By Michael Swanson –
Since May 13, the corn and soybean markets have surged relentlessly higher on increasing concerns of a drought developing. November soybean futures have jumped $1.49 per bushel (a 24 percent rally), and corn has climbed $0.34 per bushel (a 15 percent rally). This rally is based on the facts that some areas of the eastern corn/soybean belt are too dry and other areas were hurt by poor weather earlier in the planting cycle.
Still, the assessment that the national crop is in jeopardy remains premature. Every crop year has weather rallies, and most of them disappear as enough areas get the needed moisture to make a normal crop. The question is whether the current rally justifies making additional sales or taking price protection for feed users.
For example, the November soybean future has climbed to 84 percent of observed prices for the last decade. Historically and statistically, this means the percentage of times prices have been higher is down to 16 percent, making it less likely that prices will end up higher in November rather than lower after all the pros and cons have been run through the system.
It is important to remember that besides the odds, the payoff also needs to be considered in the marketing decision. Over the last 10 years, soybean futures have peaked at $10.64 for a Friday close. This makes the last 16 percent of the price spectrum worth as much as $3.06 per bushel in terms of payoff. This considerable upside in price warrants some attention as well.
There are really only two viable options for capturing this upside on any open portion of expected production. The first and simplest is to simply wait for harvest time to see what the market brings. The advantage is the low cost of carrying out this strategy, but the downside is that there is no protection against a large downward correction in price. The other strategy would be to buy a put to lock in the current price less the premium. This would allow the producer to capture any rally, but avoid losing out on today’s excellent price.

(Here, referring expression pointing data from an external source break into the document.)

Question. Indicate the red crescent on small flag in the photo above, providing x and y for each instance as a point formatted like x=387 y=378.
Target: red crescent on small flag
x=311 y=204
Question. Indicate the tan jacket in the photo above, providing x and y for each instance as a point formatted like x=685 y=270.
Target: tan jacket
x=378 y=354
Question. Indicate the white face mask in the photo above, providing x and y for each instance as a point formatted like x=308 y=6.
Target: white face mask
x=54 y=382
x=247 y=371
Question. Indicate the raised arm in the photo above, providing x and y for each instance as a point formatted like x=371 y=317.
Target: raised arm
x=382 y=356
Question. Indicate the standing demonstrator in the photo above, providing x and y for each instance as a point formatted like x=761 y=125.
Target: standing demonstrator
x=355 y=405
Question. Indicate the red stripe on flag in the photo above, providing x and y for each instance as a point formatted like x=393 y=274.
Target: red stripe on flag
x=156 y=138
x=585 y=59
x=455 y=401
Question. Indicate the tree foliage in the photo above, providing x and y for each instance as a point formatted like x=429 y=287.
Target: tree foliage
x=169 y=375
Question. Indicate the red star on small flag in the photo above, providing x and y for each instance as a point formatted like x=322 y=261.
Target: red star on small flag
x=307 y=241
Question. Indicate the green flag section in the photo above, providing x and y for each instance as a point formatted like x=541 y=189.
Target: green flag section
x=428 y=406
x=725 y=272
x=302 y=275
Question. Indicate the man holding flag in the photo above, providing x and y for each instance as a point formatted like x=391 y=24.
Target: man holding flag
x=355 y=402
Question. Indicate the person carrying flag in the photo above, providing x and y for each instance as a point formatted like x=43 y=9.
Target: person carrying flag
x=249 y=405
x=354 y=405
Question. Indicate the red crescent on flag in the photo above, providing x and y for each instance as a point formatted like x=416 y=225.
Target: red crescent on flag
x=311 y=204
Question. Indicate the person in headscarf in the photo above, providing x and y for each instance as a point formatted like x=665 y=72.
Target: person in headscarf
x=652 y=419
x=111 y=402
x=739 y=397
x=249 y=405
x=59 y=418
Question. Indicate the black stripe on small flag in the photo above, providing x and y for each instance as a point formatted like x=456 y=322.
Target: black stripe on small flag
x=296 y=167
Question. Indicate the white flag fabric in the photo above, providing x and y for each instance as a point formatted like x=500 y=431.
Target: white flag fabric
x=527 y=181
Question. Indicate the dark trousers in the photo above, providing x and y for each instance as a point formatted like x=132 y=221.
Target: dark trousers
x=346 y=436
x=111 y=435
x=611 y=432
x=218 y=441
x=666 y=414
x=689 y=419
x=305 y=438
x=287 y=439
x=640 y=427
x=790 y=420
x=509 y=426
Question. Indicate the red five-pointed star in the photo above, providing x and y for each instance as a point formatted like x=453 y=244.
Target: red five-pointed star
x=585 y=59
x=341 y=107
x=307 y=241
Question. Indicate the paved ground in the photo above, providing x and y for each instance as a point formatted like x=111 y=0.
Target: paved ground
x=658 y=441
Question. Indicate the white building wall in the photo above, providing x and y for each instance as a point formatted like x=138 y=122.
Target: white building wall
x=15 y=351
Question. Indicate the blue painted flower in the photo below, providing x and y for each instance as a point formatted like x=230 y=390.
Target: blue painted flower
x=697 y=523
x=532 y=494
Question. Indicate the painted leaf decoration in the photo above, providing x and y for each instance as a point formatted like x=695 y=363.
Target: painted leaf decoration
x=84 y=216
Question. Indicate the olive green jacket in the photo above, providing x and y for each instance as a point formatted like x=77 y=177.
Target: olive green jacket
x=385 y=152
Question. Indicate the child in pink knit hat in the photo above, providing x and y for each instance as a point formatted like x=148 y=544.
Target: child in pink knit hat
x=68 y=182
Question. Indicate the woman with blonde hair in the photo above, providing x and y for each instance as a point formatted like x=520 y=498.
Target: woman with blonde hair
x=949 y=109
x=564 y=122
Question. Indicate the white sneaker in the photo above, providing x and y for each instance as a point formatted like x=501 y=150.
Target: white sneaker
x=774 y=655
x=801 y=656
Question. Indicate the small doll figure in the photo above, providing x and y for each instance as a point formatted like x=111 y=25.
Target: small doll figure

The problem with this approach is the high price of the put reflecting the expensive volatility premium. An “at the money” put of $7.60/bushel currently costs 65 cents, which effectively reduces the protected price to $6.95/bushel (74 percent). Almost the entire price represents volatility premium guaranteed to evaporate, and the price delta is a weak -0.46. This delta implies that for each 10 cent drop in the value of the underlying future, the value of the put will only rise 4.6 cents.
With downside protection being too richly priced, the best strategy becomes making additional cash sales. Will some of these sales miss the top of the market? Absolutely. But, that knowledge shouldn’t stop you from making sales at historically good prices.
No one knows the future, but you should always know the odds and payoffs.
Michael Swanson, Ph.D., is an economic analysts with Wells Fargo Economics. Wells Fargo presents this analysis as a service to its employees and customers. It can not guarantee the accuracy of all the sources of data. And, commodity prices are extremely volatile based on unforeseeable changes. These estimates represent a most likely scenario at this time.